Every Saturday and Sunday morning, a handful of doughnuts in several varieties are fried up at Thomas Keller’s Bouchon Bistro before it opens for lunch. They are served (very quickly) at his next-door bakery. At about $3 each, they’re not cheap, but the rich confections of brioche-like, buttery dough filled with fresh-made, seasonal preserves demonstrate creative ingenuity and an adherence to only fresh, seasonal ingredients. The end result is something the country’s most renowned chef can be proud to tack his name to.
Wake up early and get to Loyless in the morning, because when this places sells out of doughnuts, they close — and they always sell out before noon. This southern Alabama landmark is family-owned and no-frills, and the doughnuts are handmade every morning by the husband and wife duo of owners Eva and Garland Loyless.

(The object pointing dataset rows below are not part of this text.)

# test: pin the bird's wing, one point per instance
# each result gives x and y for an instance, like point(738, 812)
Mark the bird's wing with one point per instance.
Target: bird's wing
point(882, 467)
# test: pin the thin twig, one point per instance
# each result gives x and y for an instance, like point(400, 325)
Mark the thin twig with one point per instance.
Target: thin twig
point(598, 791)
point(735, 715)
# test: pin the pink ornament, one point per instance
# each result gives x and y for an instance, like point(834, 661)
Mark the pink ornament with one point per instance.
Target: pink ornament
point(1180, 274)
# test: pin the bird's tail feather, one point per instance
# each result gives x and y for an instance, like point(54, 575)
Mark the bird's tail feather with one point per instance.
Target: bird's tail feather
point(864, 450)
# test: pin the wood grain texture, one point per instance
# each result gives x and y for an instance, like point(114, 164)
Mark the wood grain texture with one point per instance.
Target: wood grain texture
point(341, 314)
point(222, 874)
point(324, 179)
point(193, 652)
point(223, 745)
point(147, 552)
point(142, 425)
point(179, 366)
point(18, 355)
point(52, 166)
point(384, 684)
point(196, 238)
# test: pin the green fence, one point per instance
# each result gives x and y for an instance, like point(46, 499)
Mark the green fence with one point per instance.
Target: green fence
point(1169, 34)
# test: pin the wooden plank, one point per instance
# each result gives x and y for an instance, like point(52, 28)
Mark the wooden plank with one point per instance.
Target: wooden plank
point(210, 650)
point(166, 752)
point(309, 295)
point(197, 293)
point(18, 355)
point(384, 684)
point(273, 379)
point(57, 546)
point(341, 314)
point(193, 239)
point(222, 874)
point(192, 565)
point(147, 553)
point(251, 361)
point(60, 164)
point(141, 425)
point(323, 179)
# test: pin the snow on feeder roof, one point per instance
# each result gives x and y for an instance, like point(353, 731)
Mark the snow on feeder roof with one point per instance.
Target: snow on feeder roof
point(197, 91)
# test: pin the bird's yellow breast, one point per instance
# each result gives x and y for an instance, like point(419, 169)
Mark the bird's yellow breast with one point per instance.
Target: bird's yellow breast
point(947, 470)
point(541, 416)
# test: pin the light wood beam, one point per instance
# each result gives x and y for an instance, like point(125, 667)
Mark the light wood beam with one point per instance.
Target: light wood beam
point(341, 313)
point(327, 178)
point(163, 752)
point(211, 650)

Loyless represents a dying breed; it’s Americana at its finest. Keep it simple and opt for a chocolate-glazed: it’ll be warm, soft, and comforting.
This little shop, nestled into a cozy corner of Brooklyn’s Bedford-Stuyvesant neighborhood (there’s also a recently opened second location near Madison Square Park), is quietly turning out some spectacular doughnuts. The owners of Dough stick to yeast as opposed to cake doughnuts, and it’s a recipe that they’ve perfected. The key is freshness — freshly fried doughnuts are near-constantly brought out of the kitchen. The offerings change consistently, but never cease to surprise. Passion fruit, hibiscus, Earl Grey, blood orange, chocolate glazed… you might just have to return a few times before your cravings for these doughnuts will be satisfied. But they most likely never will be. If you see the lemon poppy doughnut on offer, make sure you buy a couple: big, light, fluffy, and bursting with bright, lemony goodness, one bite of these will put a smile on your face 100 percent of the time.
The unique orange-yellow doughnut that put Round Rock on the map gets its color from the high-quality fresh eggs that go into it. The recipes and ovens used to create these rings of perfection haven’t changed since the 1920s, and they sell for only 59 cents apiece. Forgo the "Texas Size" giant for the classic plain glazed. Simple and delicious.
While Doughnut Vault is not an easy place to score your doughnuts (they're only open until they sell out, which can take less than an hour), once you’ve made your precious purchase it’s nearly impossible not to leave the Doughnut Vault a very happy camper, in proud possession of the best doughnuts in America. The menu is gigantic, but narrow down your options to the cake doughnuts, which are surprisingly light and fresh. From there, your best bet is to keep it simple; a simple, sugary glaze will have you never looking at a cake doughnut the same way again.